勇者は杏里の頭に手刀をくらわせて、周りに軽く頭を下げた。……お疲れ様です。
「私をギルドに連れてって!!!」
「……大人しく留守番してろ。ギルドはお前が行くようなところじゃない」
「だーいじょーぶっ! 私にはたくあんいるし。ケットの森で拾った聖剣エクスカリバーもあるし」
「まだ持ってたのか、その枝。早く捨てろよ」
勇者は聖剣を掲げる杏里に“何ゴミ持って来てんの?”と呆れた目を向ける。
お前……まだソレ持ってたの? さっさとポイしなさい、ポイ。
「こ、これは、まだ封印が解けてないだけで……」
「はいはい。
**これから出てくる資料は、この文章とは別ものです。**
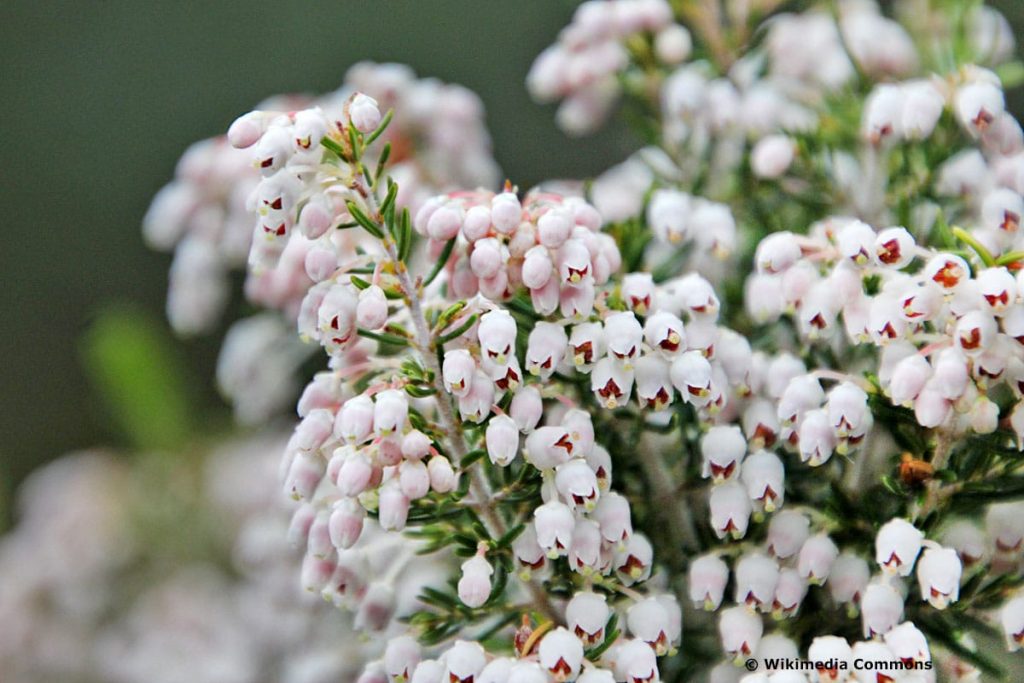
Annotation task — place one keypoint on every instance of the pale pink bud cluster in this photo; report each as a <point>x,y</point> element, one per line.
<point>548,244</point>
<point>946,376</point>
<point>582,68</point>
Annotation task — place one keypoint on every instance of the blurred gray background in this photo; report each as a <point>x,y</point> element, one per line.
<point>99,100</point>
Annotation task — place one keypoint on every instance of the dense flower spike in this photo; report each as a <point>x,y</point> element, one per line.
<point>786,334</point>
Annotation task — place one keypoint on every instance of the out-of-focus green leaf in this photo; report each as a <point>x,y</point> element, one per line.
<point>132,366</point>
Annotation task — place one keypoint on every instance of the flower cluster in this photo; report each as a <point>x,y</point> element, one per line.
<point>585,420</point>
<point>102,587</point>
<point>583,68</point>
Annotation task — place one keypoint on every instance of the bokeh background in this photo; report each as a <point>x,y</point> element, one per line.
<point>100,98</point>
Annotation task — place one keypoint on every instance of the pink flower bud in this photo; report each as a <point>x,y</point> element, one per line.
<point>553,522</point>
<point>308,129</point>
<point>1001,210</point>
<point>708,577</point>
<point>498,670</point>
<point>464,662</point>
<point>345,524</point>
<point>272,150</point>
<point>497,332</point>
<point>650,621</point>
<point>526,409</point>
<point>760,424</point>
<point>978,104</point>
<point>919,304</point>
<point>757,577</point>
<point>416,444</point>
<point>586,554</point>
<point>506,212</point>
<point>587,342</point>
<point>665,332</point>
<point>560,653</point>
<point>790,594</point>
<point>654,390</point>
<point>354,422</point>
<point>673,44</point>
<point>316,572</point>
<point>414,479</point>
<point>997,289</point>
<point>553,229</point>
<point>371,312</point>
<point>336,315</point>
<point>247,129</point>
<point>638,292</point>
<point>816,558</point>
<point>635,662</point>
<point>730,510</point>
<point>528,553</point>
<point>883,114</point>
<point>897,546</point>
<point>573,260</point>
<point>298,528</point>
<point>690,374</point>
<point>882,608</point>
<point>946,270</point>
<point>458,372</point>
<point>401,656</point>
<point>475,406</point>
<point>527,672</point>
<point>549,446</point>
<point>612,513</point>
<point>908,378</point>
<point>633,563</point>
<point>390,412</point>
<point>832,650</point>
<point>586,615</point>
<point>777,252</point>
<point>938,574</point>
<point>581,429</point>
<point>393,507</point>
<point>576,303</point>
<point>894,247</point>
<point>474,586</point>
<point>577,483</point>
<point>502,439</point>
<point>442,476</point>
<point>444,222</point>
<point>764,476</point>
<point>487,258</point>
<point>545,349</point>
<point>802,394</point>
<point>817,438</point>
<point>723,449</point>
<point>304,475</point>
<point>950,376</point>
<point>976,332</point>
<point>787,532</point>
<point>740,632</point>
<point>364,114</point>
<point>477,223</point>
<point>537,267</point>
<point>321,262</point>
<point>611,383</point>
<point>697,297</point>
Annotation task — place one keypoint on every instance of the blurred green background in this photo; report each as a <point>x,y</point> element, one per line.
<point>100,98</point>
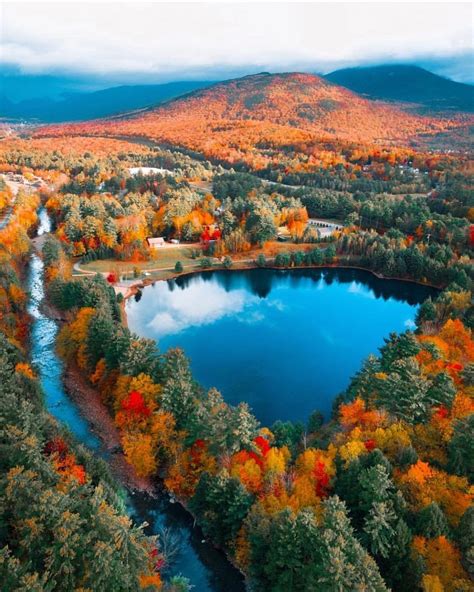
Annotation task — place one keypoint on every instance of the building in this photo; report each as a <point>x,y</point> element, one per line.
<point>156,242</point>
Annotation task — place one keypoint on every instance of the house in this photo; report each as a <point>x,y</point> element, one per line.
<point>210,235</point>
<point>155,242</point>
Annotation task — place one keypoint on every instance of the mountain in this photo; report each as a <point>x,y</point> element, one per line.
<point>101,103</point>
<point>409,84</point>
<point>267,110</point>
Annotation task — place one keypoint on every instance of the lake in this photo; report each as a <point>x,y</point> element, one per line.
<point>286,342</point>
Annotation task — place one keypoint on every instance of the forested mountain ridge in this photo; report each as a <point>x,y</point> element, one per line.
<point>406,83</point>
<point>265,110</point>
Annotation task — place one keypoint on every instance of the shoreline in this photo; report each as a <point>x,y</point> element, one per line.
<point>143,283</point>
<point>94,411</point>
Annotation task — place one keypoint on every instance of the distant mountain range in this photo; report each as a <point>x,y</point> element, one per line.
<point>409,84</point>
<point>101,103</point>
<point>266,110</point>
<point>424,91</point>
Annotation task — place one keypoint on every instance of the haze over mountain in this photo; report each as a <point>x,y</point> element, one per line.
<point>101,103</point>
<point>406,83</point>
<point>269,108</point>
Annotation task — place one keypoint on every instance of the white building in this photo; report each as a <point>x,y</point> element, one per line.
<point>156,242</point>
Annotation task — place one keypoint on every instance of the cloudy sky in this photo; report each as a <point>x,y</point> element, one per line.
<point>164,41</point>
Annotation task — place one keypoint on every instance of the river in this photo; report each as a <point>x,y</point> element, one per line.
<point>207,568</point>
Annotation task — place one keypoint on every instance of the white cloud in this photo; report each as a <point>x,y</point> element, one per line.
<point>361,290</point>
<point>167,39</point>
<point>202,303</point>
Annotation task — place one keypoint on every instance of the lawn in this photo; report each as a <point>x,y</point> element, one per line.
<point>164,261</point>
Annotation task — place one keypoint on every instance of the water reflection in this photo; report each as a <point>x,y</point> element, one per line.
<point>287,342</point>
<point>207,568</point>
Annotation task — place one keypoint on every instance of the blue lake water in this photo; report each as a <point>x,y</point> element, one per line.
<point>287,342</point>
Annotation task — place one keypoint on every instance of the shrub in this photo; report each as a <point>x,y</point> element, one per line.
<point>261,261</point>
<point>205,262</point>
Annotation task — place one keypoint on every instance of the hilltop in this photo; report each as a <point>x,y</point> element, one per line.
<point>406,83</point>
<point>269,110</point>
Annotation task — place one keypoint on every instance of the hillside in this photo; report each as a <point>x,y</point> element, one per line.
<point>406,83</point>
<point>101,103</point>
<point>263,111</point>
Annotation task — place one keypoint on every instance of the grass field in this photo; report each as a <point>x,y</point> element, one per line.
<point>164,261</point>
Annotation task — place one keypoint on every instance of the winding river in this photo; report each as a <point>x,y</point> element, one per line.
<point>206,567</point>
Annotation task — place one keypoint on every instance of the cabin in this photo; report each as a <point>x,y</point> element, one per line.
<point>210,235</point>
<point>156,242</point>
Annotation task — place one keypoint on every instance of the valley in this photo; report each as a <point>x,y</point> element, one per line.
<point>236,316</point>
それはお前じゃ解けない封印だから、諦めろ」
勇者の目が堪えたのか杏里はゴニョゴニョと口の中で反論するが、アッサリと聖剣を取り上げられてしまった。
「ああぁあぁ、私のエクスカリバーがっ!」
「…………はぁ」
溜め息を吐きながら、勇者はアイテムボックスにポイッと聖剣――もうゴミで良くね?――を放り込む。
「……………………」
ただの木の枝を取り上げられた杏里は恨みがましい目で勇者をジィィィィと見つめる。まるで、オモチャを取られた子どものような反応だ。
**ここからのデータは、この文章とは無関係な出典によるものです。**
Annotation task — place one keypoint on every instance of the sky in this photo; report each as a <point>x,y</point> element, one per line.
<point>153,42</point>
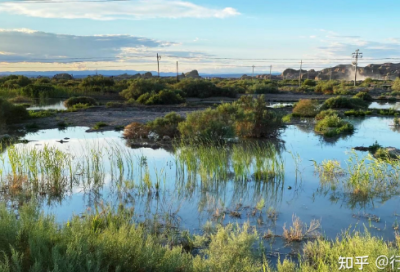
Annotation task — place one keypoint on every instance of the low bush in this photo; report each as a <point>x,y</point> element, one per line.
<point>396,122</point>
<point>10,113</point>
<point>20,99</point>
<point>99,125</point>
<point>306,108</point>
<point>388,112</point>
<point>141,86</point>
<point>38,91</point>
<point>202,89</point>
<point>396,85</point>
<point>115,105</point>
<point>309,83</point>
<point>263,88</point>
<point>357,113</point>
<point>246,117</point>
<point>344,102</point>
<point>325,87</point>
<point>42,113</point>
<point>364,96</point>
<point>332,126</point>
<point>80,100</point>
<point>164,97</point>
<point>136,131</point>
<point>167,125</point>
<point>326,113</point>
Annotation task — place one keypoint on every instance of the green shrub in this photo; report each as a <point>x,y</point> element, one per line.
<point>38,91</point>
<point>42,113</point>
<point>203,88</point>
<point>141,86</point>
<point>309,82</point>
<point>357,113</point>
<point>115,105</point>
<point>136,131</point>
<point>80,100</point>
<point>164,97</point>
<point>396,85</point>
<point>326,113</point>
<point>167,125</point>
<point>246,117</point>
<point>344,102</point>
<point>306,108</point>
<point>99,125</point>
<point>325,87</point>
<point>332,126</point>
<point>263,88</point>
<point>388,112</point>
<point>10,113</point>
<point>364,96</point>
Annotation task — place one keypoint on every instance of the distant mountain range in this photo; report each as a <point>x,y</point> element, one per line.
<point>81,74</point>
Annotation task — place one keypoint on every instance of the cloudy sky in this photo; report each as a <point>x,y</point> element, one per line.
<point>210,36</point>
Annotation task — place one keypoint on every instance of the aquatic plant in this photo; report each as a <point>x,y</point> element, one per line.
<point>344,102</point>
<point>306,108</point>
<point>69,103</point>
<point>332,126</point>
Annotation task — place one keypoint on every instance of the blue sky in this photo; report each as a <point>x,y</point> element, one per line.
<point>127,35</point>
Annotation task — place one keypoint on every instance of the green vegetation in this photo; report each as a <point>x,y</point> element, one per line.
<point>357,113</point>
<point>163,97</point>
<point>388,112</point>
<point>326,113</point>
<point>396,85</point>
<point>364,96</point>
<point>167,125</point>
<point>245,118</point>
<point>333,125</point>
<point>99,125</point>
<point>340,102</point>
<point>10,113</point>
<point>82,100</point>
<point>306,108</point>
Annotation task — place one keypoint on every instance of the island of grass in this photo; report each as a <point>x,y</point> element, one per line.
<point>333,126</point>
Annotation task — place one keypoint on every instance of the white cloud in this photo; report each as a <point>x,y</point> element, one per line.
<point>29,45</point>
<point>134,10</point>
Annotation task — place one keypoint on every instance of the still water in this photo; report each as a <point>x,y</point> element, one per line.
<point>194,200</point>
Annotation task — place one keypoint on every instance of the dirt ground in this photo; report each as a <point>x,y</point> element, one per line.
<point>113,117</point>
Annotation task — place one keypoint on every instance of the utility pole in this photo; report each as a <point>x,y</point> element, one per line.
<point>301,65</point>
<point>158,64</point>
<point>356,55</point>
<point>177,72</point>
<point>270,72</point>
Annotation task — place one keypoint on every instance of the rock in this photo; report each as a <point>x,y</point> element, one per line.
<point>147,75</point>
<point>5,137</point>
<point>153,136</point>
<point>192,74</point>
<point>361,148</point>
<point>64,76</point>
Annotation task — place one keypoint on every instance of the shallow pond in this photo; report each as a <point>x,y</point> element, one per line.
<point>384,105</point>
<point>120,174</point>
<point>48,104</point>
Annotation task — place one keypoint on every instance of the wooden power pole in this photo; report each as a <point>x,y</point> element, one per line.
<point>301,65</point>
<point>158,64</point>
<point>270,72</point>
<point>177,72</point>
<point>356,55</point>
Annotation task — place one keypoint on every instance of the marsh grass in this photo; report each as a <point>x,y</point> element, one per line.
<point>363,177</point>
<point>300,231</point>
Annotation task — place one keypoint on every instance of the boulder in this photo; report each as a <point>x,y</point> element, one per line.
<point>64,76</point>
<point>192,74</point>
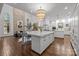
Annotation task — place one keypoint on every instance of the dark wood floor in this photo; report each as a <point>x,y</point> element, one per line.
<point>9,46</point>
「……………………。……そんな目で見ても返さないぞ?」
「………………自分はダムナティオ持ってる癖に。それ、私が二徹して手に入れたのに。装備できるようにレベル上げたのも私なのに。私なのに。……私なのに」
「いや、ゲームばっかしてないで寝ろよ。……はぁ、仕方ねえなぁ」
何度も恨みがましく“私なのに”と小声で呟く杏里に辟易したのか、勇者は溜め息混じりにアイテムボックスから武器を取り出した。
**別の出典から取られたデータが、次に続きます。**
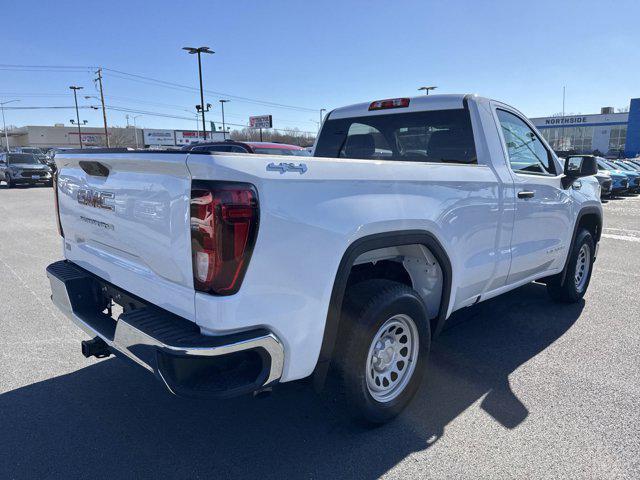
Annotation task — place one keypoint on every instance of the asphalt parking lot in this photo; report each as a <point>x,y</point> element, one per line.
<point>518,387</point>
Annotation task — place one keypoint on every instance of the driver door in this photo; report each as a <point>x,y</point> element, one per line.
<point>543,218</point>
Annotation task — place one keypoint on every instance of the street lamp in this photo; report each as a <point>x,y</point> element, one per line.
<point>224,130</point>
<point>75,98</point>
<point>426,89</point>
<point>4,125</point>
<point>198,51</point>
<point>320,124</point>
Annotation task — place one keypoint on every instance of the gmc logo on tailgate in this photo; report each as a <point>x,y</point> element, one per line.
<point>95,198</point>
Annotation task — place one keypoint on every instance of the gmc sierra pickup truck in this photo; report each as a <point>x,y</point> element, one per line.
<point>225,274</point>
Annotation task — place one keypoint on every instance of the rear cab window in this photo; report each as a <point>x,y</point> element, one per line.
<point>527,154</point>
<point>443,136</point>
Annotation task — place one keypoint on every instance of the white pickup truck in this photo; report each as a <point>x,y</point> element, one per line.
<point>226,273</point>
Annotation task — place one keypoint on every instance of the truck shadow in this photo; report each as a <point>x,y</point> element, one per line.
<point>110,420</point>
刃がないどころか、怪我をしないように柔らかい素材に変えられている玩具の剣は、チャック・クエストが誇るネタ武器・ダメナティオだ。こういうの、どのゲームにもだいたいあるよね?
「ふっ、その聖剣は我にこそ相応し……って、ダメな方かーいっ!!!」
ノリツッコミ乙。
「それで十分だろ? 武器は子どもの玩具じゃないんだ」
「そんなーっ!!!!」
こうして、杏里は自分の武器を手に入れた。……戦闘には全く使えないものだったが。
回を増すごとにヒドくなる主人公・杏里。正直書いててメチャクチャ楽しいです。……作者がwww
しかし、ネタ盛り込み過ぎかなぁ?
読者の皆さんが付いてこれてるのかとても不安です。 ←そんな話書くなよ。